Third, El Niño prediction systems have improved in recent years, and there is now meaningful forecast information up to a year in advance for some seasons. This information can inform epidemic warnings and preparedness with long lead times.
Cholera prevention and response
In the 1960s, researchers from Johns Hopkins and other institutions discovered that drinking water mixed with appropriate quantities of sugar and salt could keep cholera patients hydrated. Administration of these “oral rehydration salts,” combined with intravenous rehydration for the most severe cases, can virtually eliminate deaths from the disease. Early in outbreaks, however, health care workers often do not have the necessary training or resources to treat cholera, and death rates can be very high.
The surest way to virtually eliminate the risk of cholera is to provide access to clean water and proper sanitation. But history shows that it is hard to provide and sustain access to clean water and sanitation in the poorest places on the planet. And it is harder still to do so quickly during a crisis.
Oral cholera vaccines are being used more to combat potential or emerging epidemics, but protection from the vaccines does not last forever, and supplies are limited. The World Health Organization recommends that in areas where cholera is endemic or there is risk of an outbreak, vaccines should be used along with other prevention and control strategies.

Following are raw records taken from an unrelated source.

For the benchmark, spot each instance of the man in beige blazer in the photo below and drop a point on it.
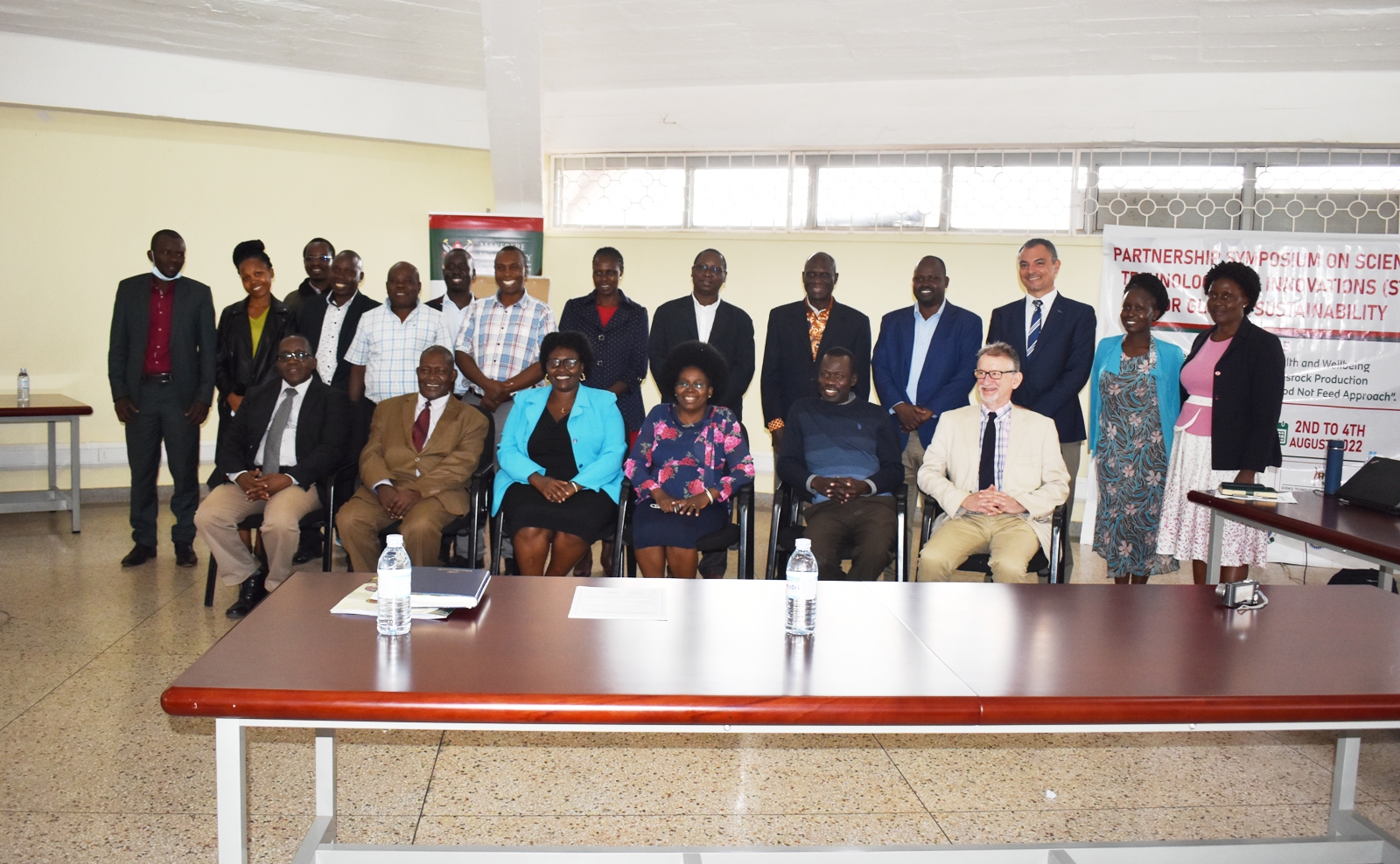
(998, 473)
(422, 452)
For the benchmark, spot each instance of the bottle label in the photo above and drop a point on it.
(396, 585)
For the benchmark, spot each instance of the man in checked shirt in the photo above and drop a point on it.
(497, 348)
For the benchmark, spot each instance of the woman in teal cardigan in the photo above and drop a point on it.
(559, 466)
(1134, 397)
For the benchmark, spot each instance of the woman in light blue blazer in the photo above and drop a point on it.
(1134, 397)
(559, 466)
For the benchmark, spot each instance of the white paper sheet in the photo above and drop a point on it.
(620, 603)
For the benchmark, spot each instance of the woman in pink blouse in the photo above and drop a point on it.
(685, 464)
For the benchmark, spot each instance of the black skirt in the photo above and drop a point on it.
(587, 513)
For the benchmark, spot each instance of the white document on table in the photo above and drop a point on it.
(620, 603)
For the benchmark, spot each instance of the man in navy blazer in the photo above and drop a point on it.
(1054, 338)
(923, 364)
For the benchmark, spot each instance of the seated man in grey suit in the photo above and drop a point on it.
(287, 435)
(998, 471)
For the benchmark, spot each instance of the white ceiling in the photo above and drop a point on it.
(599, 45)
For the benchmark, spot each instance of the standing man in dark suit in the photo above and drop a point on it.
(331, 324)
(315, 257)
(160, 364)
(798, 333)
(458, 271)
(1054, 338)
(287, 435)
(923, 366)
(706, 317)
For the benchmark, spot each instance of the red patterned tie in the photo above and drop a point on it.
(420, 429)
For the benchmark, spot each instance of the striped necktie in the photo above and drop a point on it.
(1035, 329)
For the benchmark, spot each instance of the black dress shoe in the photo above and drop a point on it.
(186, 555)
(139, 555)
(249, 595)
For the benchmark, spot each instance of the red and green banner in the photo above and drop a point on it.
(483, 235)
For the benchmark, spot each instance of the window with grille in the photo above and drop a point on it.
(1348, 191)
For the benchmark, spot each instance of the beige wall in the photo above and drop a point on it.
(83, 193)
(875, 271)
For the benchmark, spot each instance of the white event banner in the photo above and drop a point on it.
(1332, 299)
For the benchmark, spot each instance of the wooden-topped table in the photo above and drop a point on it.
(886, 658)
(1323, 520)
(48, 408)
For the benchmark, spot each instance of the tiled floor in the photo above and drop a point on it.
(91, 770)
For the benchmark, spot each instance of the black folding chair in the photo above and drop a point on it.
(735, 533)
(1050, 569)
(788, 527)
(322, 520)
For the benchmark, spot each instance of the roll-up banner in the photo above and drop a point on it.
(1334, 303)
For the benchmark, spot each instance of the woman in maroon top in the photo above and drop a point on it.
(1232, 394)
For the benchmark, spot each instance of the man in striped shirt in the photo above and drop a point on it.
(497, 348)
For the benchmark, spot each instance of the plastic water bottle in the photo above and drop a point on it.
(394, 595)
(802, 590)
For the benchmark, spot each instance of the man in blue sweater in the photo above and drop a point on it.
(844, 453)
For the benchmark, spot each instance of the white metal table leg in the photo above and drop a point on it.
(74, 476)
(231, 789)
(1344, 782)
(1213, 567)
(53, 457)
(324, 826)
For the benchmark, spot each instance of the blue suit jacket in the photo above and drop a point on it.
(1054, 375)
(594, 425)
(947, 378)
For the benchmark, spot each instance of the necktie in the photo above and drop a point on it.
(420, 429)
(272, 450)
(987, 473)
(1035, 329)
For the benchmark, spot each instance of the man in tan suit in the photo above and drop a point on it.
(422, 452)
(998, 473)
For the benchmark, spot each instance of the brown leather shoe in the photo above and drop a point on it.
(139, 555)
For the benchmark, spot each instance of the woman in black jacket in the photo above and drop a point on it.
(249, 333)
(1232, 394)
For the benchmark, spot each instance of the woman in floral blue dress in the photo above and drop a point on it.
(685, 464)
(1134, 397)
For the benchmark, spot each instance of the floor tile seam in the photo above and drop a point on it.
(917, 798)
(427, 787)
(1068, 810)
(686, 815)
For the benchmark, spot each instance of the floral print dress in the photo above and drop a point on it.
(1130, 460)
(683, 462)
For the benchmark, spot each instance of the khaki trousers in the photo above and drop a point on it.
(1010, 540)
(361, 519)
(228, 505)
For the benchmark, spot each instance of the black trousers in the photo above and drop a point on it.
(163, 418)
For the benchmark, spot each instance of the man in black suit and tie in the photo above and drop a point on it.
(160, 364)
(1054, 338)
(289, 434)
(798, 333)
(706, 317)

Knowing where cholera risk is most likely to occur could help public health agencies to use the vaccine to protect those most at risk before an outbreak happens.
Climate change and infectious diseases
The relationship between El Niño and cholera also tells us something about the relationship between climate change and infectious disease. Changes in disease risk due to shifting weather patterns will create both winners and losers around the world. While many areas will be at increased risk from cholera and other diseases, the risk might decrease in others as conditions change.
To understand who the winners and losers are likely to be, we need to know more about where and how local conditions are likely to change, and about how climatic factors impact disease risk. Our research has identified one major driver affecting one disease. Finding more such connections is critical for biosecurity here and in other nations.